🇹🇷 Turkey · Family: Tantuni · Region: Mersin
Tantuni Yumurtalı is the egg build of Mersin's street stir-fry: the standard tantuni with egg scrambled directly into the meat on the griddle. Plain tantuni is finely diced beef cooked fast and hard on a flat sac with water and rendered fat, seasoned, and rolled into thin bread. The yumurtalı version cracks one or two eggs onto the hot meat near the end and folds them through so the egg sets in soft curds around the beef rather than sitting as a separate omelette. The result is a fuller, softer, slightly milder wrap that reads as the breakfast-leaning member of the family, the one ordered early or as something more filling than the lean roll.
The order of the build is where this lives or dies. The beef goes down first on a screaming griddle, chopped small so it sears in under a minute, worked constantly with flat scrapers and splashes of water so the fat renders and the meat stays loose.
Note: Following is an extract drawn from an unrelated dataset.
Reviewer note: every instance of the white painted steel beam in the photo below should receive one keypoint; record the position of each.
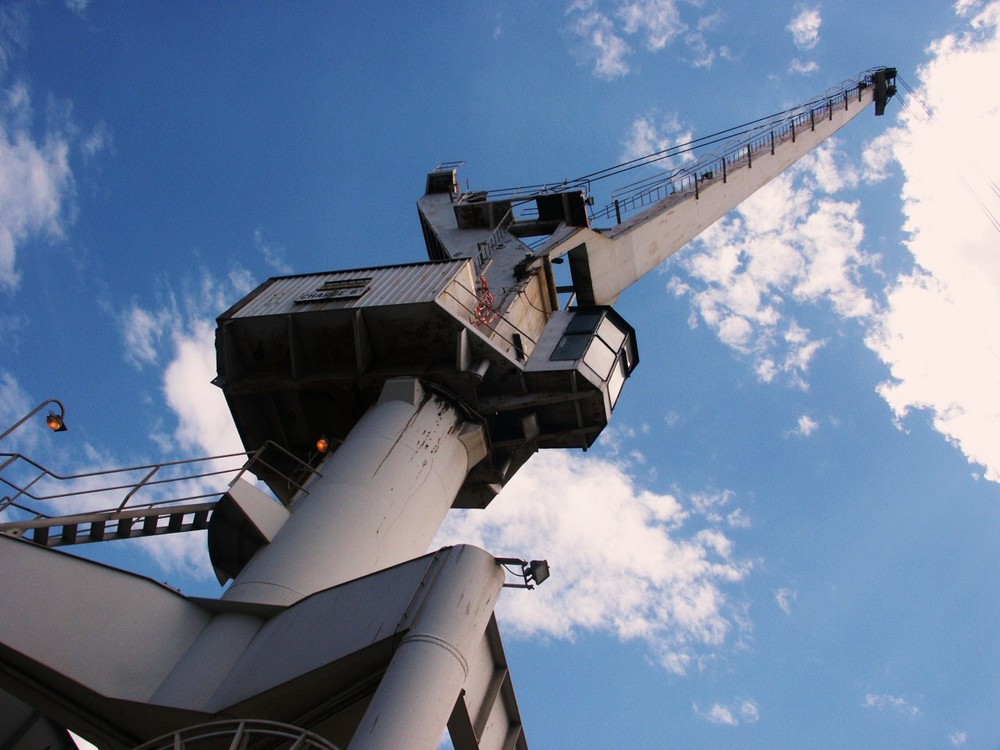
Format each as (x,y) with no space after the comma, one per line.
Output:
(377,501)
(607,262)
Only once the meat is hot and seasoned does the egg go in, scrambled through quickly so it just sets and binds the beef into a softer mass without overcooking into dry crumbs. The bread, thin lavaş or a soft flatbread, is warmed on the same surface to stay pliable. Sharp onion with sumac, parsley, and a heavy dust of pul biber go on, and it is rolled tight and cut on the bias. Sloppy work shows as egg poured in too early so it overcooks and turns rubbery, egg added off the meat so it never integrates and slides out of the wrap, or so much egg that it mutes the spice and the sumac entirely. Done right, the egg is a soft thread through the meat, not a layer.
Variation is mostly about how rich it goes. Some shops keep it to a single egg through a normal portion of meat; others add kaşar on top of the egg for the heaviest build in the range. The amount of pul biber and the sharpness of the sumac onion are usually dialed up to push back against the egg's softness so the wrap does not go flat. Served as a plated portion instead of rolled, the egg-streaked meat comes on a dish with bread on the side, which lets you control each bite. The plain tantuni and the cheese version each run differently enough that they deserve their own articles rather than being crowded in here.